Wenn eine Ärztin einen Arztroman pardon Ärztinnenroman verfasst, kann man davon ausgehen, dass alle medizinischen Details stimmig und korrekt wiedergegeben werden. Im vorliegenden Buch, dem Debütroman der Autorin, geht das sogar soweit, dass durchgängig die häufig verwendeten Fachbegriffe in Fußnoten erläutert werden, dies jedoch ebenso humorvoll wie der gesamte Roman.
In diesem geht es um Nicki, die ihren Dienst an einer Rettungsstelle einer großen Berliner Klinik aufnimmt. Dieser Dienst umfasst ständige Überstunden, Nachtschichten, Hektik und Hetze, verlangt schnelle Entscheidungen, oft über Leben und Tod und führt zu vielen skurrilen Begegnungen.
Das fängt schon mit dem Oberarzt an, der sie an ihrem ersten Tag gleich mit platten Witzen begrüßt und sie dann ihrem Schicksal überlässt. Zum Glück findet Nicki in den Kolleg:innen und dem Pflegepersonal viele nette und hilfsbereite Menschen, so dass zwischen ihnen im Laufe der Monate Freundschaften entstehen.
Zum Glück, dann für ein Privatleben bleibt ihr kaum Zeit, sehr zum Leidwesen ihrer Mutter.
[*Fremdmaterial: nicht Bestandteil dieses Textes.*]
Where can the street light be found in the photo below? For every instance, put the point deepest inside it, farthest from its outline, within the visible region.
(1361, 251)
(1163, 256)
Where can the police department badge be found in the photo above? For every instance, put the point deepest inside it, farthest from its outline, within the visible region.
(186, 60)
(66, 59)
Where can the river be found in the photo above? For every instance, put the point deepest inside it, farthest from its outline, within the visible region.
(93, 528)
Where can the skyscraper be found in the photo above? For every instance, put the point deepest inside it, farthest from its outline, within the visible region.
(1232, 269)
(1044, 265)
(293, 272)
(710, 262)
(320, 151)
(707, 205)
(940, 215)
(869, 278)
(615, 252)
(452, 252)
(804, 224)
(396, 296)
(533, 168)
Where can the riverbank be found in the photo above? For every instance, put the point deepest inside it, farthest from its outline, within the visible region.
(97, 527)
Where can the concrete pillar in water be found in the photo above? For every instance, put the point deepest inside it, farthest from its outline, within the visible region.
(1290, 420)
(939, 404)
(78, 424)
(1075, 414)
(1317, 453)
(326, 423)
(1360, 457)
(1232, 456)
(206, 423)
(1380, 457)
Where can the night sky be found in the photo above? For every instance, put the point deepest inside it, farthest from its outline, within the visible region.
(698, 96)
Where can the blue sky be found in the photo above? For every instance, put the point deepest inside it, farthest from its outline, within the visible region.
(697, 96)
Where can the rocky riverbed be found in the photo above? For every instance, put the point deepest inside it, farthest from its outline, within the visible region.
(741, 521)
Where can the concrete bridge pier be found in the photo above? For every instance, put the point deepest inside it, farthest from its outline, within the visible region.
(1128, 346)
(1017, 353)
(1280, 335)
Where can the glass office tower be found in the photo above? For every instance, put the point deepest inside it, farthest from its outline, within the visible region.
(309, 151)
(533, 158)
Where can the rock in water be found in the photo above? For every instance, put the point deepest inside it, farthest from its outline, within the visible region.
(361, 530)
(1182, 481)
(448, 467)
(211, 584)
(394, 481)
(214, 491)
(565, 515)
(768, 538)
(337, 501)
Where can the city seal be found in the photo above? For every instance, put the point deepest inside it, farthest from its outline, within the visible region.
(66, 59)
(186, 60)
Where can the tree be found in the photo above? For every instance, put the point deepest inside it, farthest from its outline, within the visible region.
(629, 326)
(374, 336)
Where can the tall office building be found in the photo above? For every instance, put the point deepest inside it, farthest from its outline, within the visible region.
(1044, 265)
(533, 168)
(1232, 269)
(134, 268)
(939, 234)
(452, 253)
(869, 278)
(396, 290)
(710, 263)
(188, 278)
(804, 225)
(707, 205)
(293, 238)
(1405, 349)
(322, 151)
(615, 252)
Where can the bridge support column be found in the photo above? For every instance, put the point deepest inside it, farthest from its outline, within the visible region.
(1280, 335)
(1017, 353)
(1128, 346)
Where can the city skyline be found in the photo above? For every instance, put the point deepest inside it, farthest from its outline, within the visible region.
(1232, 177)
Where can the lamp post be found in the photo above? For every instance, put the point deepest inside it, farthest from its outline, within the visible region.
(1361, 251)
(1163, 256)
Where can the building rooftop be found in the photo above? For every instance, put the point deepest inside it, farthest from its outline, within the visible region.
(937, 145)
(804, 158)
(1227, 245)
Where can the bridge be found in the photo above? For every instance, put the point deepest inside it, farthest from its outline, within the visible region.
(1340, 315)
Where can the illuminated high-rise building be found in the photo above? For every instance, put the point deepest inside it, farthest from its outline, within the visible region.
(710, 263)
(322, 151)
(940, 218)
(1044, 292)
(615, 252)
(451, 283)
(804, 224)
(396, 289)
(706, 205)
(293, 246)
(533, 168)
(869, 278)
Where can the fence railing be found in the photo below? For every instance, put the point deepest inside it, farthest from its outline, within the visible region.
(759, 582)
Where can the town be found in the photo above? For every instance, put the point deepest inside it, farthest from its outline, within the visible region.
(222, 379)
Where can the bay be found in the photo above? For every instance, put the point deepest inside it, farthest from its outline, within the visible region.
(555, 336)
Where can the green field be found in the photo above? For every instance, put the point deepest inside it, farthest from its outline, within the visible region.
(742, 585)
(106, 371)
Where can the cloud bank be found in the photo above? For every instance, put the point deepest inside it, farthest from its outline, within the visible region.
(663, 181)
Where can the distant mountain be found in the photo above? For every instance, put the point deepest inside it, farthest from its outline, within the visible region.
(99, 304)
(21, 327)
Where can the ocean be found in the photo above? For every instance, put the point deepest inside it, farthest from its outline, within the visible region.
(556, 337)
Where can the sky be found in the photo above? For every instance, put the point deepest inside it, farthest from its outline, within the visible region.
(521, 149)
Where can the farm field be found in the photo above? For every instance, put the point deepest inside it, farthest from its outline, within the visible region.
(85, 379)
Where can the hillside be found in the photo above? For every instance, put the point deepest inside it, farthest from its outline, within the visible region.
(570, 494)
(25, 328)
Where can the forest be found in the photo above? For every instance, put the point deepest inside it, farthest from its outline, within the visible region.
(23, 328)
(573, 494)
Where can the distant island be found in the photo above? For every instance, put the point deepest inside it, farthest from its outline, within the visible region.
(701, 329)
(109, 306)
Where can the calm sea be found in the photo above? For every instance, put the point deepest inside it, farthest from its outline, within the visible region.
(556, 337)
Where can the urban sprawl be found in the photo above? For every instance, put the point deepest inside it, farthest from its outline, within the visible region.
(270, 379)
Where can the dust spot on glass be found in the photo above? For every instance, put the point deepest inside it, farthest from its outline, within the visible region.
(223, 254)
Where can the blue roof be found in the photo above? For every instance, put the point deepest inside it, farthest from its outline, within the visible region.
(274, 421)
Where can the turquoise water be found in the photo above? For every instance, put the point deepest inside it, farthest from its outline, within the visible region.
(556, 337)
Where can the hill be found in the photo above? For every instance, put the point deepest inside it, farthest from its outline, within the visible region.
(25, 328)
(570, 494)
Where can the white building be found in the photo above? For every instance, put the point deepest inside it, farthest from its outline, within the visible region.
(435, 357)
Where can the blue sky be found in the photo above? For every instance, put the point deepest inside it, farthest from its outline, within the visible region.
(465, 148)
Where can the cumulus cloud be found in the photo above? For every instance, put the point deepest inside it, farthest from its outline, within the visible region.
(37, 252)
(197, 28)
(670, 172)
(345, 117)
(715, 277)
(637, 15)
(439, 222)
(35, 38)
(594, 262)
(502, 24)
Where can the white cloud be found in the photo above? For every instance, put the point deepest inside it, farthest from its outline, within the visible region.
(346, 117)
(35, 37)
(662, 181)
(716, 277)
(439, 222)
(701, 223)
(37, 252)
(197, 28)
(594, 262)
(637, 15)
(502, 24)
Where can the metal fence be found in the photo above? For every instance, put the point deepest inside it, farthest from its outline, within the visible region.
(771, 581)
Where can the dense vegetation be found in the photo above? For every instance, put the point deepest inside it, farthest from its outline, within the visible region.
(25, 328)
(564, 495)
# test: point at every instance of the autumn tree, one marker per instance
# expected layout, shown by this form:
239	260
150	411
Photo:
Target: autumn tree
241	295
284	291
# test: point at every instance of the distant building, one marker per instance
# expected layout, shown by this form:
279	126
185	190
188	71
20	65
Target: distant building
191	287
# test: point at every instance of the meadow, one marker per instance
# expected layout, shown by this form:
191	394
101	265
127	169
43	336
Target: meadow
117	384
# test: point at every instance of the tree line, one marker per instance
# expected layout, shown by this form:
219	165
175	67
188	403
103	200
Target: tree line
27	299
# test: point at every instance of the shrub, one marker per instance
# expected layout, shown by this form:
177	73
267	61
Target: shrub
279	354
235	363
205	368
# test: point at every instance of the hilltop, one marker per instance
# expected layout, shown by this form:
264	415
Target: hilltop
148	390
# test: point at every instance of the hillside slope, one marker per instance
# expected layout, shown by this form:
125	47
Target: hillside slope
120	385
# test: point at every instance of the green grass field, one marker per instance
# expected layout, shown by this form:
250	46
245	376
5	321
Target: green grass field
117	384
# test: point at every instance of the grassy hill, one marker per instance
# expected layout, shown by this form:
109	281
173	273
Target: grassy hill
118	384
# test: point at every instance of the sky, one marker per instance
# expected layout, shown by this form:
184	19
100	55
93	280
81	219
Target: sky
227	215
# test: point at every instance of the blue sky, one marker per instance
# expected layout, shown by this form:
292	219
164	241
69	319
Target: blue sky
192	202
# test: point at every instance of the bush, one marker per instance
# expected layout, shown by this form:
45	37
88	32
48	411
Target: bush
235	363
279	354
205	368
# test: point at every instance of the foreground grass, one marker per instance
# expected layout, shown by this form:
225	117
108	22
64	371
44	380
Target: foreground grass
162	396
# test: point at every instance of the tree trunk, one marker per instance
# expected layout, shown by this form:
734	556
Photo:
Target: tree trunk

Nicki lebt nur noch zwischen Dienst und Bett, durch die Schichtarbeit, die vielen Überstunden ist sie ständig müde, verliert den Kontakt zu ihrem bisherigen sozialen Umfeld und bekommt kaum noch mit, was um sie herum geschieht. Und dann Klischee lässt grüßen verliebt sie sich auch noch in besagten Oberarzt.
Soweit, so unterhaltsam. Eva Mirasol hat einen locker-flockigen Schreibstil, voller Tempo und Temperament, mit vielen sehr witzigen, teils sarkastischen Dialogen. Dazu kommt eine Heerschar an echten und eingebildeten Kranken, denen die Hauptfigur Nicki mal mit Spott, mal mit Verständnis begegnet. Die vielen Figuren fast ausschließlich Krankenhauspersonal sind meist sympathisch dargestellt, jedoch fehlt allen, egal ob Protagonistin oder Nebenfigur, der Hintergrund, die eigene Geschichte komplett. Alle Charaktere des Buchs existieren lediglich im hier und jetzt.
Dazu hat man zu Beginn des Buchs das Gefühl, das Ganze ist eher eine Aneinanderreihung von einzelnen Begebenheiten, ausgewählt nach dem Grad ihrer Skurrilität. Erst spät, nach der Hälfte des Romans, entsteht so etwas wie ein Gesamtplot, eine sich durchziehende Handlung, die den Rahmen bildet. Das ist dann die Liebesgeschichte mit Hindernissen, die aber doch nur eine Nebenrolle spielt. Haupthandlung bleiben die Erlebnisse in der Rettungsstelle, die wie erwähnt sehr anschaulich und lebensnah beschrieben werden, immer mit einem leichten Augenzwinkern. Manchmal war mir das dann doch ein bisschen zu oberflächlich, an anderer Stelle hätte ich mir mehr Tiefgang, ruhigeres Erzählen gewünscht. So blieb der Roman eher unterhaltsam als emotional.